Quando alguém que mente tem capacidade de fingir, disfarçar e ocultar é um dissimulador. Por isso dissimular é um refinamento da mentira. É uma subtil mentira onde não se deixa aparecer ou manifestar a verdade, capacidade de encobrir, Voltaire (1694/177) terá dito que dissimular é a virtude “do Rei e da Camareira”.
A hipocrisia está, ainda, num patamar superior, porque só um grupo reduzido de pessoas mentirosas e dissimuladoras conseguem aparentar, representando papéis fingindo o que se é, o que se sabe ou o que se tem. Só quem se sabe conduzir como “actor” consegue fingir tal coisa, por isso é que hipócrita não é mais do que “actor” em Grego "hupokrisis” ou em latim "hypocrisis".
Na posse de dotes retirados da mentira, da dissimulação e da hipocrisia só resta o domínio da jactância. O jactante é normalmente arrogante, suficientemente inteligente para no relacionamento externo, genérico apresentar-se como humilde e na intimidade gabarola. A jactância é o estado por excelência do homem público com sucesso nas sociedades actuais a caminho da fragmentação social e falência financeira. Normalmente começou a sua vida pública como vanguardista dos descamisados, oprimidos e marginalizados - o número de ex-sindicalistas e membros de formações partidárias tidas como defensoras dos explorados é numeroso - para acabar em cargos desproporcionados no tocante a remunerações e privilégios, responsáveis por um agravamento das desigualdades sociais que, na denúncia passada, estiveram na base da sua ascensão social. Outros correligionários, em rotativismo potestativo, apenas por inveja de não terem atingido tal projecção, na maior parte das vezes não abandonando a ideia de que lá chegarão, fazem o papel de denunciadores com o conceito moralista de “escândalo” utilizado em proporções que, no universo Teológico antes das “reformas”, se descrevia como “bradando aos Céus”.
No meio disto tenho pena e receio das vivências actuais que percorrem todas as sociedades, conduzidas mais pela jactância do que pela mentira.
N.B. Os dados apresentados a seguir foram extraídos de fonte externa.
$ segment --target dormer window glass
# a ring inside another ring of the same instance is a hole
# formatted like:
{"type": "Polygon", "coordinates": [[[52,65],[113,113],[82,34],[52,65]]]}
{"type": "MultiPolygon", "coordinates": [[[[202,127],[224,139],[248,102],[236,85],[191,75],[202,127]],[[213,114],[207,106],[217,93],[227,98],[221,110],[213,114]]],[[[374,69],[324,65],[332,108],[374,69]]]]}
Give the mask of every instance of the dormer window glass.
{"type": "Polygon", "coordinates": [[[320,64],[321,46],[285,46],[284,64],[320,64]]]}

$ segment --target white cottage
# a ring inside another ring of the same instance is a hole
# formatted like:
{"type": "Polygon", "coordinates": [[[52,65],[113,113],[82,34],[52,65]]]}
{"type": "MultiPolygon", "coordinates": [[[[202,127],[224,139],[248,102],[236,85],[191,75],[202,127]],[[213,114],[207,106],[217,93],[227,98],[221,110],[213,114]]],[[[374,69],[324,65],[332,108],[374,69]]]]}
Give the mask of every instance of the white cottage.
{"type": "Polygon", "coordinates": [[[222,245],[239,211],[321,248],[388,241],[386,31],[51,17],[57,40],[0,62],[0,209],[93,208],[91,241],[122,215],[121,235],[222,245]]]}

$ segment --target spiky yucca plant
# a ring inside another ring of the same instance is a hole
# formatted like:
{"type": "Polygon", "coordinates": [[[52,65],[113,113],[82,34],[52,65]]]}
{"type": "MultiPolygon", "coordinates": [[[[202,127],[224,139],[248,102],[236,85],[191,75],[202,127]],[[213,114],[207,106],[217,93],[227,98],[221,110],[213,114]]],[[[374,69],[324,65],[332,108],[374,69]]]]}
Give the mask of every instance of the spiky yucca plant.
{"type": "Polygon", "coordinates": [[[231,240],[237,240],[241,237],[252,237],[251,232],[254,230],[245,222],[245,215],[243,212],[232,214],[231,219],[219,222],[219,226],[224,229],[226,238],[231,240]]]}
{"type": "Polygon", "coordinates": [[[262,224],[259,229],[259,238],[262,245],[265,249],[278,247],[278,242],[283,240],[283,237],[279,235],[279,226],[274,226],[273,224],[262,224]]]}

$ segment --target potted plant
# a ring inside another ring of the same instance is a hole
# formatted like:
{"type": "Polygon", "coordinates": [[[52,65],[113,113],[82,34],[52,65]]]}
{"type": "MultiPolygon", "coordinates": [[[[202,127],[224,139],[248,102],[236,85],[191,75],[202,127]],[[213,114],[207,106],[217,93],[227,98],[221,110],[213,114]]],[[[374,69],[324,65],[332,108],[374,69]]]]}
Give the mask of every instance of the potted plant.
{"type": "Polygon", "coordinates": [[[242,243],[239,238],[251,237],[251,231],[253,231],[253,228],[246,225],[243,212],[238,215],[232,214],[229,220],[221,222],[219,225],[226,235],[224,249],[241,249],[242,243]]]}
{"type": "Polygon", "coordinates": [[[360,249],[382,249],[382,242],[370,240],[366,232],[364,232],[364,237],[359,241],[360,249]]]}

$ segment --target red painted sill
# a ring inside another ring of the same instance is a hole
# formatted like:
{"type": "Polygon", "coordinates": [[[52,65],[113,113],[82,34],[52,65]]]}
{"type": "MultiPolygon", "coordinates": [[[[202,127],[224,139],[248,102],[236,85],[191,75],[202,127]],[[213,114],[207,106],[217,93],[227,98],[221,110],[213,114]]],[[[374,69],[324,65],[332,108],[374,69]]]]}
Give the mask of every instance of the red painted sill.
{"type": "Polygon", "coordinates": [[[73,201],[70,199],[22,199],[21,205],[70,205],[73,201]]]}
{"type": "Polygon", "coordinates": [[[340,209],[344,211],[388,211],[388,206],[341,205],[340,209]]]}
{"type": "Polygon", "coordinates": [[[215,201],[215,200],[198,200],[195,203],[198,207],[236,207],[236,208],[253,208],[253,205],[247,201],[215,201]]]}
Um mentiroso apanha-se sempre, um jactante nem sempre. Para apanhar o mentiroso, que normalmente tem a patologia que é dissimulador, hipócrita e jactante sem o ser, basta alimentar o seu narcisismo. Dizia Arthur Schopenhauer (1788/1860) sobre a estratégia de apanhar uma mentira: “Se desconfiarmos que alguém mente, finjamos crença: ele há-de tornar-se ousado, mentirá com mais vigor, sendo desmascarado”. Problema mesmo é que não temos a sorte de, apenas, convivermos com mentirosos.